2. All Too Well

5 0 0
                                    

Kadang Paris merasa konyol karena menerima ajakan Edith untuk berpacaran karena satu cup gelato. Terlebih hubungan mereka yang tidak pernah renggang selama kurang lebih lima belas tahun ini. Paris tidak pernah dekat dengan perempuan, kecuali Mamanya, Edith dan Shena. Tidak ingin? Bukan juga. Tidak ada yang mendekatinya? Ini juga bukan karena tidak sekali dua kali dia didekati oleh temannya, atau bahkan orang yang Paris tidak tahu siapa namanya. Paris tidak mempermasalahkan eksistensi cewek-cewek itu. Tapi, Edith iya. Cewek-cewek itu segera menjauh dari Paris ketika Edith sudah mengusir mereka secara perlahan, entah dengan menggenggam jemari Paris, maupun memainkan rambut cowok itu ketika mereka berada di tempat ramai. Dia juga tidak menolak perlakuan Edith. Menjadi pihak pasif bukan hal yang sulit untuk Paris. Apakah dia pernah merasa muak? Lagi-lagi Paris tidak tahu. Dia hanya bersikap terbuka atas Edith dan segala perlakuannya tanpa pernah menolaknya.

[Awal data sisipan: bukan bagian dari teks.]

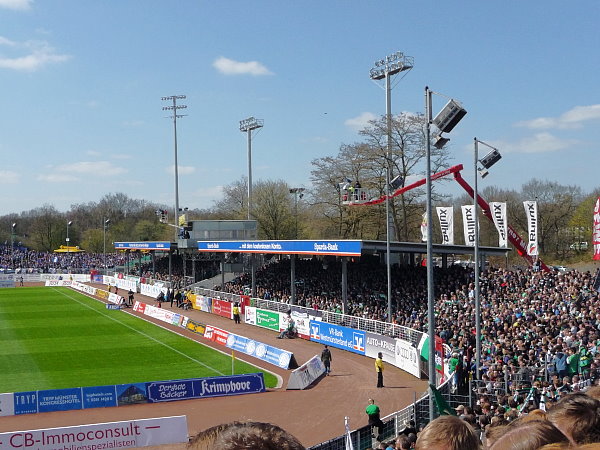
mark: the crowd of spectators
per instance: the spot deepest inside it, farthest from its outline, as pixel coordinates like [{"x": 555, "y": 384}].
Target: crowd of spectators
[
  {"x": 23, "y": 260},
  {"x": 540, "y": 330}
]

Suka? Atau sayang? Cinta? Paris tidak pernah tahu dan tidak pernah berpikir dalam tentang itu. Paris pernah membaca buku yang menyebutkan, ketika diri sendiri kesal dan marah saat ada satu orang yang didekati atau mendekati orang lain baik secara romantis atau tidak, maka itu adalah suka, karena perasaan kesal disebut cemburu. Lima belas tahun bukan waktu yang sebentar. Paris tidak pernah cemburu terhadap Edith. Tapi mungkin karena tidak ada orang lain yang mendekati Edith, karena mereka berdua sudah seperti lem dan perangku. Paris tidak pernah bisa memastikan perasaannya dengan betul. Paris bahkan sempat mengira hubungan antara dirinya dan Edith sebatas cinta monyet, kalau Edith tidak pernah absen memberinya gelang bracelet buatannya sendiri. Shena bahkan hanya punya satu, itu pun kembaran dengan dia dan Edith. Entahlah, Paris tidak tahu perasaan apa yang ada pada diri sendiri jika itu sudah menyangkut Edith.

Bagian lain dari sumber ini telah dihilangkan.